Consequences of Childhood Obesity
Many cohort studies, and more recently mendelian randomization studies, have established clear causal links between obesity in adults and adverse health consequences such cardiovascular disease, type 2 diabetes, and cancer [13]. However, although the detrimental effects of obesity in older children and adults are well recognized, health care professionals and parents often fail to appreciate its harmful effects in toddlers and preschool children. Nevertheless, there is strong evidence for adverse consequences of excess weight in toddlers on both shortand long-term health.

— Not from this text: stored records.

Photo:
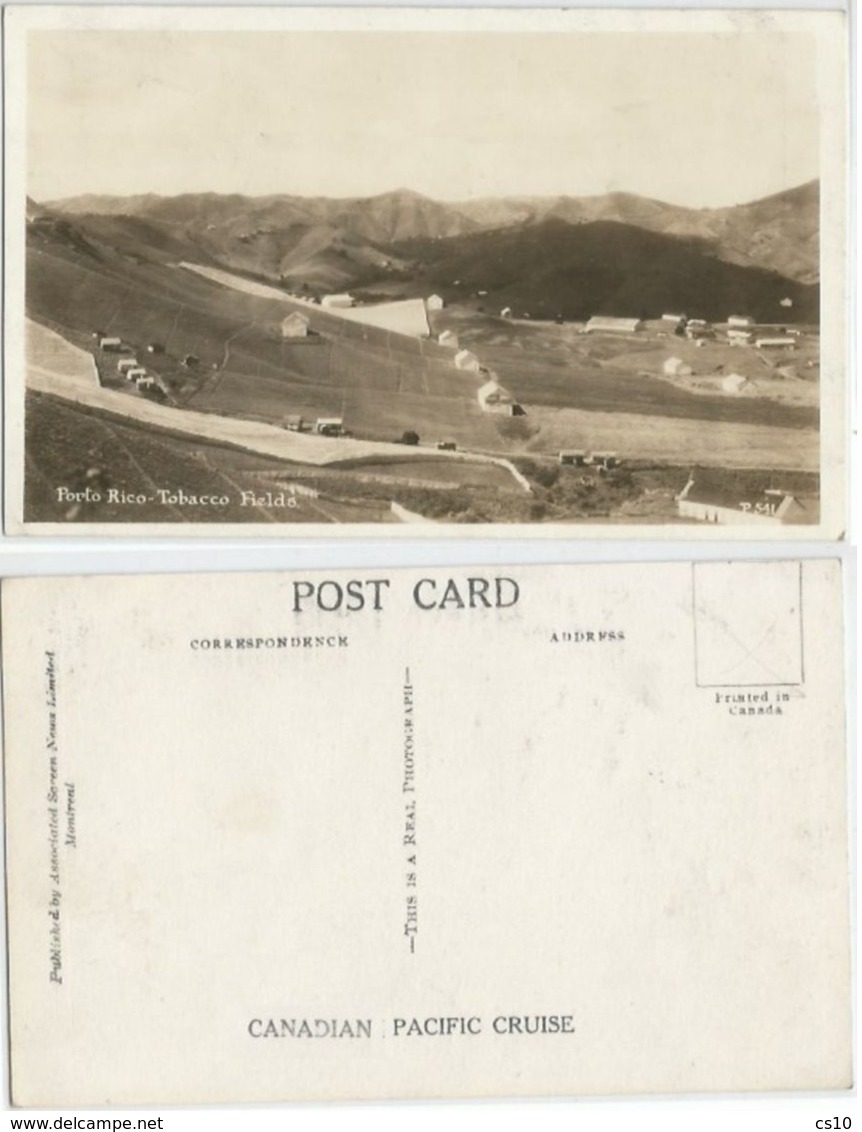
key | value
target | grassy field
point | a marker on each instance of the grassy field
(578, 391)
(73, 447)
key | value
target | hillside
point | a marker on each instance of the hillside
(778, 233)
(330, 243)
(554, 268)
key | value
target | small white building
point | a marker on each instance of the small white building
(494, 399)
(604, 324)
(467, 360)
(778, 343)
(734, 384)
(770, 507)
(295, 326)
(675, 367)
(338, 301)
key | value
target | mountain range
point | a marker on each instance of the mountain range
(617, 253)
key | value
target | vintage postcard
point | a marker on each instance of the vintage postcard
(423, 272)
(532, 831)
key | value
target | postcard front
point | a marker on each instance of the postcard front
(444, 273)
(427, 833)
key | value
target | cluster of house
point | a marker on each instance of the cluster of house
(404, 316)
(128, 366)
(728, 383)
(324, 426)
(579, 457)
(740, 329)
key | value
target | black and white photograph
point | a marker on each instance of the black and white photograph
(426, 272)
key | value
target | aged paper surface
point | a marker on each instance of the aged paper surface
(435, 273)
(425, 833)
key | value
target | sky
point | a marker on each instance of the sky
(698, 119)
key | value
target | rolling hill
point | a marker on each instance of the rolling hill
(604, 267)
(330, 243)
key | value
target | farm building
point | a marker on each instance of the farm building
(338, 301)
(407, 316)
(603, 324)
(494, 399)
(734, 383)
(295, 326)
(467, 360)
(605, 460)
(675, 367)
(769, 507)
(782, 343)
(575, 457)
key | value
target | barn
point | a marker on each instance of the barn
(406, 316)
(295, 326)
(330, 426)
(777, 343)
(770, 507)
(604, 324)
(675, 367)
(577, 457)
(467, 360)
(494, 399)
(338, 301)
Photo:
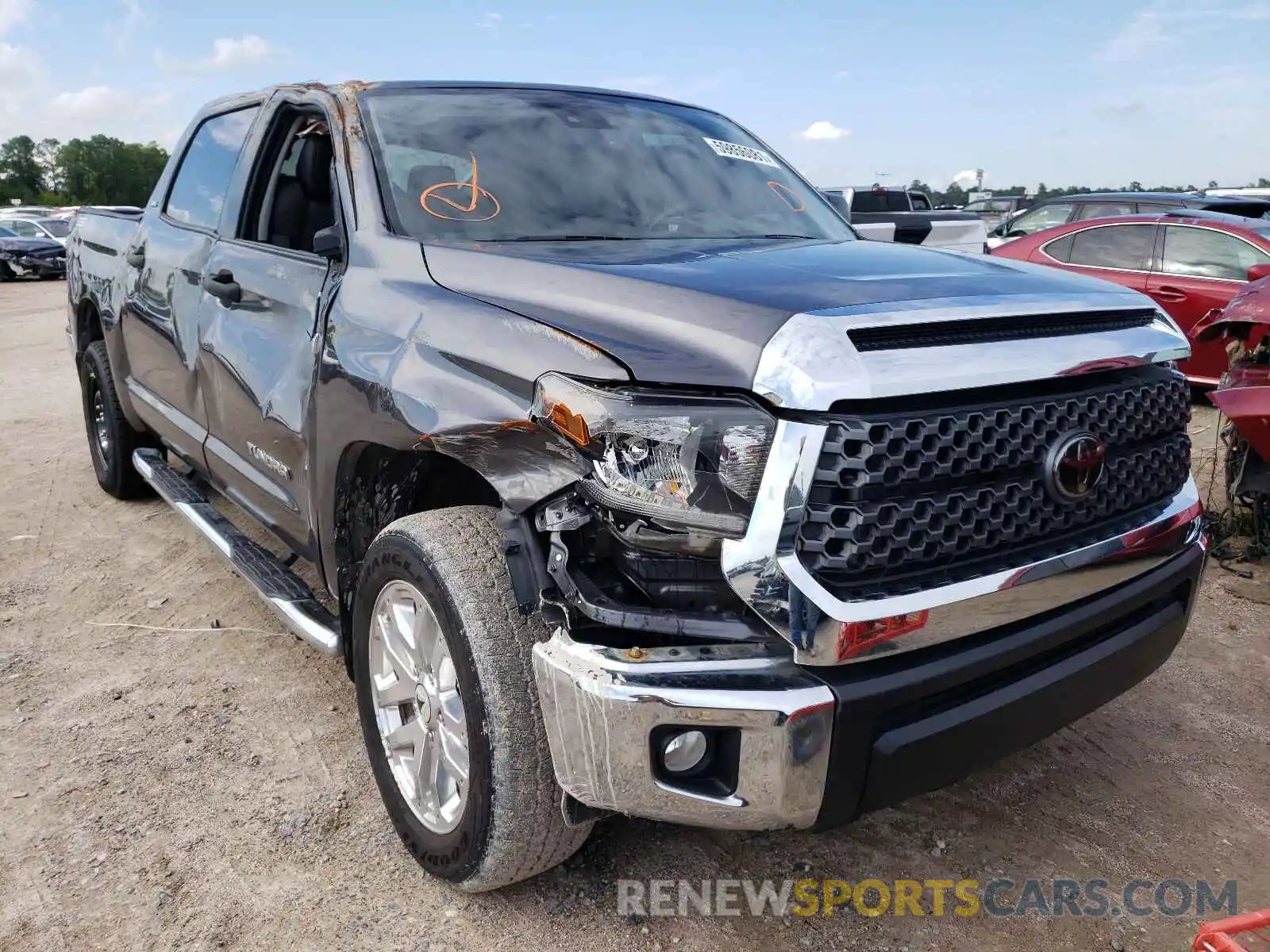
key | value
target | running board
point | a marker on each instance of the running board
(290, 598)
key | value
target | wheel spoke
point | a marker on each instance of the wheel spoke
(429, 767)
(395, 647)
(391, 693)
(410, 736)
(454, 750)
(429, 644)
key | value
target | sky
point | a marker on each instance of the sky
(1083, 92)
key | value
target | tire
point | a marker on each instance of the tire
(111, 438)
(511, 825)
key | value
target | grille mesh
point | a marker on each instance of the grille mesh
(910, 499)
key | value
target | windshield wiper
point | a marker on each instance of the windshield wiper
(565, 238)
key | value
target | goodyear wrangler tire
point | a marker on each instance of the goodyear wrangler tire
(448, 704)
(111, 438)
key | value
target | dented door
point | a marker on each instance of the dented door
(258, 357)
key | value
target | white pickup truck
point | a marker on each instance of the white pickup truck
(897, 215)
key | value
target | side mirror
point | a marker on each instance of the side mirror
(329, 243)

In the immediate or short term, obesity in children is associated with problems resembling those in adults, such as sleep apnea, asthma, back and joint pain, and components of the metabolic syndrome such as high-blood pressure, raised cholesterol, fatty liver disease, and increased risk of type 2 diabetes [5]. In fact, in the UK, there are 100 new cases of type 2 diabetes diagnosed in children
each year [5]. Some complications of obesity are unique to children such as slipped femoral epiphyses and premature puberty [5]. Other immediate complications of obesity may be more marked in children, such as psychological consequences, poor cognitive function and brain health, depression, and bullying leading to low self-esteem and poor educational attainment [5]. All of these comorbidities have a major impact on the individual, parents, and health care services. However, of particular public health concern are the long-term consequences of childhood obesity on adult health. Obese children are 5 times more likely to become obese adults [5], and several systematic reviews have shown associations between obesity in preschool children (0–6 years) and the metabolic syndrome in adults [39] and between obesity in older children (> 7 years) and adult type 2 diabetes, cardiovascular disease, and cancer [40]. Alarmingly, these effects seem to persist even in obese children who become slim adults.
Overview
Understanding the reasons behind the rapid increase in obesity in toddlers and young children over the last 50 years is a major challenge for scientists, health care professionals, and policy makers worldwide. Although causality is often difficult to establish, many risk factors have been identified which act at both a societal and individual level. However, childhood obesity is complex and multifactorial, with each factor likely to make only a small contribution to the overall risk. Interventions for obesity prevention therefore need to target multiple risk factors and be implemented at society, community, and family level. Nonetheless, there is little doubt that investing in obesity prevention in the early years will have huge health and economic benefits for populations, children, and the wider society [5].